Hotel Shima Spain Village is a 252-room hotel.

===Himawari-no-Yu===
Himawari-no-Yu is a natural hot spring.

== Tank-top Festival ==
The park currently hosts "Tank-top Festival", an annual event organised in collaboration with Japanese rock band yabai T-shirts yasan. The band originally planned to play a one-man concert at the park on March 2020, but it was postponed due to the COVID-19 pandemic. On 11-12 May 2024, a live concert was successfully held, celebrating the band's 10th anniversary and the park's 30th anniversary.

In 2025, the band returned to perform at the Shima Spain Village, this time in a festival format held on 10-11 May. Guests for the first day of the festival included Eito, 10-FEET, Taiiku Okazaki, and Kyuso Nekokami. On the second day of the festival, the band performed a one-man show.

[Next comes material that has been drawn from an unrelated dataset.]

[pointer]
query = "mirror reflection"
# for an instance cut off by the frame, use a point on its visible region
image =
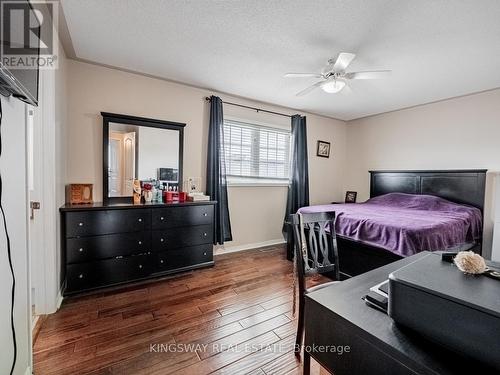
(140, 152)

In 2026, the festival was held again on 9-10 May. Musical guests included Hey-Smith, Su-xing-cyu, Orange Range, Wienners, Saba Sister, Singer's High, and Psychic Warrior Durian. Additionally, comedy acts Reiwa Roman and Takion (comedy duo) also performed at the festival.

In both 2025 and 2026, the park also produced collaboration items with the band including food, new photo spots, and merchandise. Additionally, the band's music and special announcements could be heard on various rides throughout the month or so around the festival.